I have a few of those stashed away in my past.  You know what I mean, don’t you?  They pop up and trying to suppress them is like stuffing a marshmallow into a slot machine!

But what if we had the courage to tell our stories? Here’s one of mine:

When I was about 23, I decided to terminate a pregnancy.  The guy didn't want to marry me.  He didn't love me at all, and looking back, I doubt I loved him either.

The relationship was toxic and we were very bad for each other.  I can’t even say we dated.  It was sex and pretending to be friends.  (I won’t go into how psycho I was back then either!)

I deliberately got pregnant to try to force him to love me. (Yes, that’s how twisted I was.) There were many reasons I choose to abort; I didn't want to end up like my mom, I was emotionally unstable etc.  To this day, I can’t decide if it was the right decision or not.  All I know is that my life was changed forever.  I was changed as a person.

The foetus came down on a sunny Sunday morning and when I removed my tampon, there it was... just a blob with a tiny dark string which I could see was the umbilical cord forming.

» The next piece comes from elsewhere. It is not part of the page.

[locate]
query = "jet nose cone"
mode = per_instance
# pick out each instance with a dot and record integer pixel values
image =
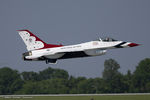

And it hit me then, what I had done: the choice I had made, the self-destructive decisions I had made that had led up to that moment.

I sat with it in my hand for over an hour and begged God to let me go back and change my decision.  I remember thinking that if I could only keep it warm, it would live and I would be forgiven for my sin.  The "father" eventually took it away and disposed of it and that should have been the end.  But it was only the beginning for me.

I dreamt of crying babies and blood.  I became even more psycho than I was before as I sank into a depression of note.

I am now 38, and there is a chance that I will never marry or have kids and occasionally I'm haunted by that Sunday, by the little blob of nothingness that represented everything I’d ever wanted.  And so I have learnt to live with it but when a friend announces a pregnancy, I shrink back into myself.  When people talk about babies or abortion, I withdraw from the conversation.

I live with regret.

I am not condemning anyone who has had an abortion.  I am also not trying to start a religious or moral debate.  I am sharing my heart in the hopes that someone out there will connect with my story and know that they are not alone in their pain.  I am at a stage of my life where I am looking back, trying to use my past as a stepping stone to something better. 

Our stories need to be told, whether they are happy or horrific.  Imagine what it would be like if we could all speak out without fear of judgement or rejection, if we dared to be transparent.  Imagine how the world would be changed, if we were able to raise our voices and tell our stories, no matter how shameful they are.